* Письмо было доставлено мне Е. А. Есениной только в конце апреля 1926 года. «Стихи о которой» переданы не были, почему и не вошли в первый том «Собрания», как того хотел поэт. Написано оно на листке из блокнота карандашом. Если не ошибаюсь, это, кажется, последнее предсмертное письмо, написанное С. А. Есениным. Несмотря на некоторую шутливую интимность письма, считаю необходимым привести его полностью.
«Милый Евдокимыч! Привет тебе и тысячу пожеланий за все твои благодеяния ко мне. Дорогой мой! Так как жизнь моя немного перестроилась, то я прошу тебя, пожалуйста, больше никому денег моих не выдавать, ни Илье, ни Соне, кроме моей сестры Екатерины. Было бы очень хорошо, если б ты устроил эту тысячу между 7-10 дек., как ты говорил. Живу ничего. Лечусь вовсю. Скучно только дьявольски; но терплю, потому что чувствую, что лечиться надо, иначе мне не спеть, как в твоем „Сиверко“, „пил бы да ел бы, спал бы да гулял бы“. На днях пришлю тебе лирику „Стихи о которой“. Если не лень, черкни пару слов с Екатериной. Я ведь теперь не знаю, чем пахнет жизнь. Жму руку.
Твой С. Есенин. 6/ХII 1925 г.»
— Нет, но надо скорее. Пока гранки, вставить можно. Ты будешь читать корректуру, вместе с ней и вышли эти стихи.
— Хорошо. Я пришлю. Стихи, кажется, неплохие. Я в клинике написал.
— А как твоя поэма «Пармен Крямин»?
При распределении стихотворений по томам для издания Есенин обещал доставить поэму «Пармен Крямин», в которой, по его тогдашним предположениям, должно было быть 500 строк. Я о ней и напомнил теперь.
— Я ее вышлю, только дам другое заглавие. Пармен, пожалуй, нехорошо. В Ленинграде я допишу ее. Она не готова. Тут мне мешают. Напишу четыре строчки, кто-нибудь придет… В Ленинград я совсем, навсегда…
— Даты не позабудь.
— Нет, нет! И даты — все проставлю. Раз «Собрание», надо по-настоящему сделать. Я помню все стихи. Мне надо остаться одному. Я припомню. А денег ты никому, кроме меня, не давай…
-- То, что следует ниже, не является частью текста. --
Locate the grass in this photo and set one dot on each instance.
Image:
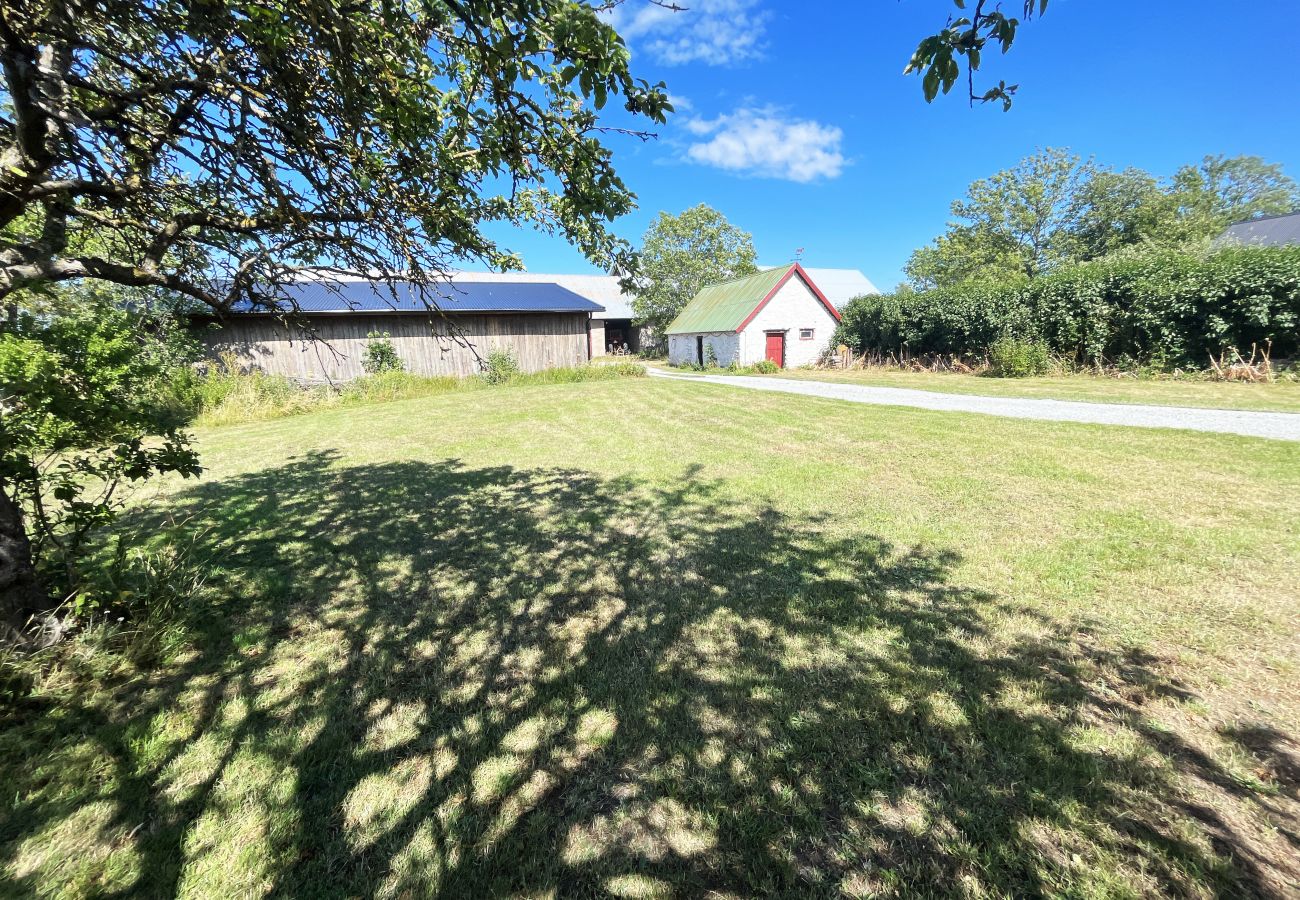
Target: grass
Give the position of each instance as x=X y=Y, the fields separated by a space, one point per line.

— Будем высылать тебе в Ленинград.
— Надо бы биографию в первый том, — обеспокоенно сказал Есенин. — Выкинь ты к черту, что я там сам написал! Ложь все, ложь все! Если можно, выкинь! Ты скажи заведующему Николаеву. Напиши ты, Евдокимыч, мою биографию!
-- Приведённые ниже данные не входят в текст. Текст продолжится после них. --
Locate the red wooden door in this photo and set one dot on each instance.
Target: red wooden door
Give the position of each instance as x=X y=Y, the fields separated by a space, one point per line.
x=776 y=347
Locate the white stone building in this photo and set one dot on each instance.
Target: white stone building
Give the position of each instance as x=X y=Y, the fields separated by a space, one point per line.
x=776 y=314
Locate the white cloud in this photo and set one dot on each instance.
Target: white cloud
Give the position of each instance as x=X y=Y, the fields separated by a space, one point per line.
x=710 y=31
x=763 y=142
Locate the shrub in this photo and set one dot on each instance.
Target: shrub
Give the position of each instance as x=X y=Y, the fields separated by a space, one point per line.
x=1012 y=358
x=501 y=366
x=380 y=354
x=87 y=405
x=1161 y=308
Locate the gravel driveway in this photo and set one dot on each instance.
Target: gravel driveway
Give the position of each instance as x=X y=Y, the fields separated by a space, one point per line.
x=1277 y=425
— Как же написать — ведь я совершенно не знаю, как ты жил. Ты теперь уезжаешь в Ленинград. Тут надо бы о многом расспросить тебя, а где же теперь?
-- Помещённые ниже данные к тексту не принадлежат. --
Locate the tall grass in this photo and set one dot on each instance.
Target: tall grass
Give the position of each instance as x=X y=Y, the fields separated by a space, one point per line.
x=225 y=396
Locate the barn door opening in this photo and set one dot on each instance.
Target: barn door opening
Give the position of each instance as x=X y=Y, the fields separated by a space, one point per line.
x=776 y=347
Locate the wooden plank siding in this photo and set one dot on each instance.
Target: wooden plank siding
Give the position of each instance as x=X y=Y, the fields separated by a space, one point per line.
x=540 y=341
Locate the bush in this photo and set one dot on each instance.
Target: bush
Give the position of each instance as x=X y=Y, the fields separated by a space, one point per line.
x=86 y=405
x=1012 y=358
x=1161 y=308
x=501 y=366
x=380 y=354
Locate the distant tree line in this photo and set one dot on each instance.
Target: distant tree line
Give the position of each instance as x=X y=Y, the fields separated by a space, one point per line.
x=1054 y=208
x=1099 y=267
Есенин сумрачно задумался — и вдруг, оживляясь и злобясь на что-то, закричал, мне казалось, с похвальбой и презрением:
— Обо мне напишут, напи-и-шут! Много напи-ишут! А мою автобиографию к черту! Я не хочу! Ложь, ложь там все! Любил, целовал, пьянствовал… не то… не то… не то!.. Скучно мне, Евдокимыч, скучно!
— Тебя, кажется, хорошо знает Касаткин? — спросил я. — Вот бы кому написать.
Настроение Есенина было чрезвычайно неустойчивое: от мрачности он быстро переходил в самое благодушное состояние.
— Да, Касаткин, — весь заулыбался он нежнейшим вниманием к этому имени. — Да, да. Люблю его. Ты не знаешь, какой это парень… дядя Ваня… Мы с ним давно-о… давно-о! Давнишний мой друг! Черт с ней, с биографией. Обо мне напишут, напи-и-шут!
В это время я обратил внимание на его полупьяное, но очень свежее лицо и, помню, ясно подумал о том, что он поправился в клинике.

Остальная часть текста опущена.